Istanbul Kucuksu Pavilion

KUCUKSU PAVILION

Diese schöne Lage auf der asiatischen Seite der Straße Istanbul wurde von byzantinischen Historikern beschrieben und später in einen der kaiserlichen Parks, die als Kandil Bahçesi während der osmanischen Ära (Lanterngarten) bekannt wurden, verwandelt. Der Name Bagçe-i Göksu, der aus dem siebten Jahrhundert stammt, wird in einigen Quellen verwendet, aber Sultan Murad IV (1623–1640) popularisierte es, indem er es Gümüş Selvi (Silberzypressen) umbenannte.

Ein zweistöckiger Holztempel wurde an dieser Uferlinie von Divittar Mehmed Paşa, einem Minister im Hof von Mahmud I. (1730–754), erbaut und wurde während der Regierungen von Selim III. (1789–1807) und Mahmud II. (1754–1806). (1808–1839) genutzt.
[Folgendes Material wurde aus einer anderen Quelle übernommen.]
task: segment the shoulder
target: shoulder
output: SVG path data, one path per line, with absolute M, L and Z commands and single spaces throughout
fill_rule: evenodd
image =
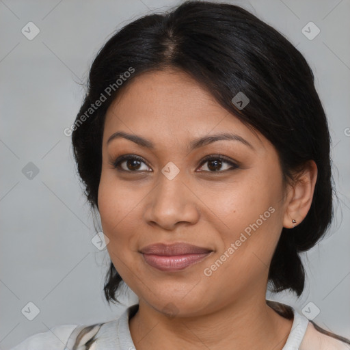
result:
M 51 329 L 27 338 L 10 350 L 65 350 L 70 345 L 85 345 L 92 340 L 103 323 L 59 325 Z M 88 348 L 87 348 L 88 349 Z
M 350 340 L 309 321 L 300 350 L 349 350 Z

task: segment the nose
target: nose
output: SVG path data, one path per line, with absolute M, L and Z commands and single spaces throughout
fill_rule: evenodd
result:
M 144 219 L 150 225 L 172 230 L 179 223 L 193 225 L 200 219 L 200 200 L 180 173 L 172 180 L 161 174 L 146 201 Z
Das heutige Steinpavillon, auch Königliche Lodge genannt, wurde im gleichen Stil wie Dolmabahce und Ihlamur während der Herrschaft von Mahmuds Sohn Abdülmecid (1839–1861) erbaut.

 

KUCUKSU PAVILION'S ARCHITECTURE

Der Küçüksu Pavilion wurde 1857 von Nikogos Balyan entworfen und gebaut. Im Keller des Pavillons befinden sich eine größere Küche und Dienstbetriebe, die zwei Hauptgeschichten und einen Keller mit einer Größe von 15 bis 27 Metern hat. Vier Eckräume auf der ersten und zweiten Etage öffnen sich auf eine zentrale Galerie, die dem Layout eines traditionellen türkischen Hauses ähnelt. Als der Sultan auf Jagd-Expeditionen durch die Wälder oder auf anderen ländlichen Ausflügen ging, wurde dieser Pavillon für seine kurzen Aufenthalte gebaut. Küçüksu hatte keine hohen Wände; stattdessen gab es Gusseisen mit Toren auf jeder Seite. Unter der Herrschaft von Abdülaziz, dem jüngeren Bruder Abdmecülids, wurde das Äußere weiter mit einer ausgefeilten Ornamentation (1861-1876). Die Stützgebäude des Pavilions wurden seit langem zerstört.

Die ausgefeilte Fassade und der doppelte Flug der Schritte, die den Ornamentenpool und den Brunnen lebhaft umschlagen, sind mit verschiedenen westlichen Motiven dekoriert.Die Innenausstattung und die Akzente des Interieurs spiegeln das europäische Design wider, das Sechan, der Bühnendesigner der Wiener Staatsoper, für das Äußere des Gebäudes geschaffen hat.

Die Decken sind mit gemaltem Muster und Pappe-Pierre-Malling verziert. Aufgrund der Fülle von italienischen Marmorkammern in Küçüksu, die in einer Vielzahl von Farben und Stilen kommen, ist die Stadt wie ein Museum des Kamindesigns des 19. Jahrhunderts. Jedes Zimmer ist mit Gemälden, Teppichen und Möbeln ausgestattet, die an diejenigen in europäischen Häusern erinnern und hat elegante Parkettböden mit einzigartigen Mustern.Nach der Gründung der türkischen Republik diente das Küçüksu Pavilion eine Zeitlang als Staatsgasthaus; es ist jetzt ein Museumspalast für die Öffentlichkeit zugänglich.

Nach vielen Jahren Vernachlässigung wurde das Pavillon 1994 erheblich renoviert.Daher wurden der Garten, der Park, die nahe gelegene Brunnen und die Kamine in einen Park verwandelt, in dem die Menschen jetzt Picknicks und Ausflüge genießen können, wie sie es seit Jahrhunderten sind.